Anush Oganesian^*, Lucas C. Armstrong, Mary M. Migliorini, Dudley K. Strickland, and Paul Bornstein^*,

Departments of *Biochemistry and Medicine, University of Washington, Seattle, WA 98195; Millipore, Temecula, CA 92590; and The Center for Vascular and Inflammatory Diseases, and the Departments of Surgery and Physiology, University of Maryland, Rockville, MD 20855

Submitted July 10, 2007; Revised October 10, 2007; Accepted November 9, 2007
Monitoring Editor: Josephine Adams

TSPs 1 and 2 function as endogenous inhibitors of angiogenesis. Although thrombospondins (TSPs) have been shown to induce apoptosis in HMVECs, we reasoned that a homeostatic mechanism would also be needed to inhibit EC growth without causing cell death, e.g., in the maintenance of a normal vascular endothelium. HMVECs, cultured in low serum, responded to VEGF with an increase in [³H]thymidine incorporation that was inhibited by TSPs and was accompanied by decreases in the phosphorylation of Akt and MAPK, without an increase in apoptosis. RAP, an inhibitor of the low-density lipoprotein (LDL) family of endocytic receptors, and blocking antibodies to VLDLR were as effective as TSPs in the inhibition of thymidine uptake in response to VEGF, and the effects of these agents were not additive.

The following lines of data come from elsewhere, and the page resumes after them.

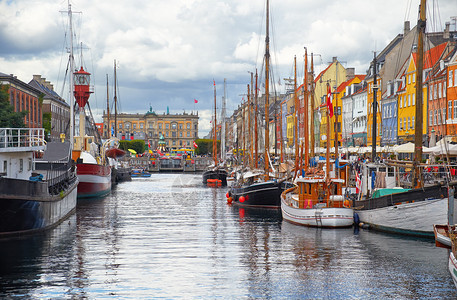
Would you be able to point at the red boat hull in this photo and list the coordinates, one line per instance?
(94, 180)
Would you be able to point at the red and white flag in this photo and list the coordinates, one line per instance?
(358, 182)
(329, 101)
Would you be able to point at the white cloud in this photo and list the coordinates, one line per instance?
(169, 51)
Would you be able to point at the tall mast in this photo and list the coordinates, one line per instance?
(72, 88)
(305, 104)
(224, 98)
(267, 93)
(250, 128)
(108, 127)
(214, 128)
(375, 110)
(254, 118)
(327, 156)
(115, 100)
(256, 138)
(312, 109)
(421, 23)
(296, 110)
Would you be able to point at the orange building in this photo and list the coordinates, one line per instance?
(24, 97)
(451, 93)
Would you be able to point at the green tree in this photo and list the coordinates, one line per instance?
(205, 146)
(137, 145)
(8, 117)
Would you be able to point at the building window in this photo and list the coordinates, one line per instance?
(455, 109)
(449, 109)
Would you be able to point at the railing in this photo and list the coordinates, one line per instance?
(21, 137)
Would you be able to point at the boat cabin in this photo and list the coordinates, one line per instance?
(314, 191)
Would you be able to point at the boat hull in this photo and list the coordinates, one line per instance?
(263, 194)
(94, 180)
(219, 174)
(22, 215)
(331, 217)
(415, 219)
(453, 267)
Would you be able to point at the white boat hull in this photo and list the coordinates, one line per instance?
(453, 267)
(318, 217)
(409, 218)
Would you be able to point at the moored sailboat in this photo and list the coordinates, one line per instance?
(316, 200)
(412, 212)
(216, 175)
(257, 189)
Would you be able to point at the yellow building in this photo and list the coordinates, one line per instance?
(407, 103)
(179, 130)
(370, 116)
(335, 74)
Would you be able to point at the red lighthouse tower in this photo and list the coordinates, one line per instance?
(82, 87)
(82, 93)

Supportive evidence for the role of the VLDLR in mediating this inhibition was provided by the demonstration of a high-affinity interaction between TSPs and the VLDLR. We propose that TSP1 and TSP2, together with the VLDLR, initiate a nonapoptotic pathway for maintenance of the normal adult vascular endothelium in a quiescent state, similar to that invoked for the regulation of mitogenesis by PDGF, but involving signaling via the VLDLR rather than LRP1.

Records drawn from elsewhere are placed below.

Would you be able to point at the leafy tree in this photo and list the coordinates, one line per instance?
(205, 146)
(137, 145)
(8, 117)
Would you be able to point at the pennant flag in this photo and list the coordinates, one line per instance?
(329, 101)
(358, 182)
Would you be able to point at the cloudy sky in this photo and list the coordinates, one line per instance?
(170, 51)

Address correspondence to: Paul Bornstein (bornsten{at}u.washington.edu)

Abbreviations used: EC, endothelial cell; HUVEC, human umbilical vein endothelial cell; HMVEC, human microvascular endothelial cell; LDL, low-density lipoprotein; LRP1, low-density lipoprotein–related protein-1; MAPK, mitogen-activated protein kinase; PDGF, platelet-derived growth factor; PTB, phosphotyrosine-binding; RAP, receptor-associated protein; TSP, thrombospondin; VEGF, vascular endothelial growth factor; VEGFR, VEGF receptor 2; VLDL, very low density lipoprotein; VLDLR, VLDL receptor.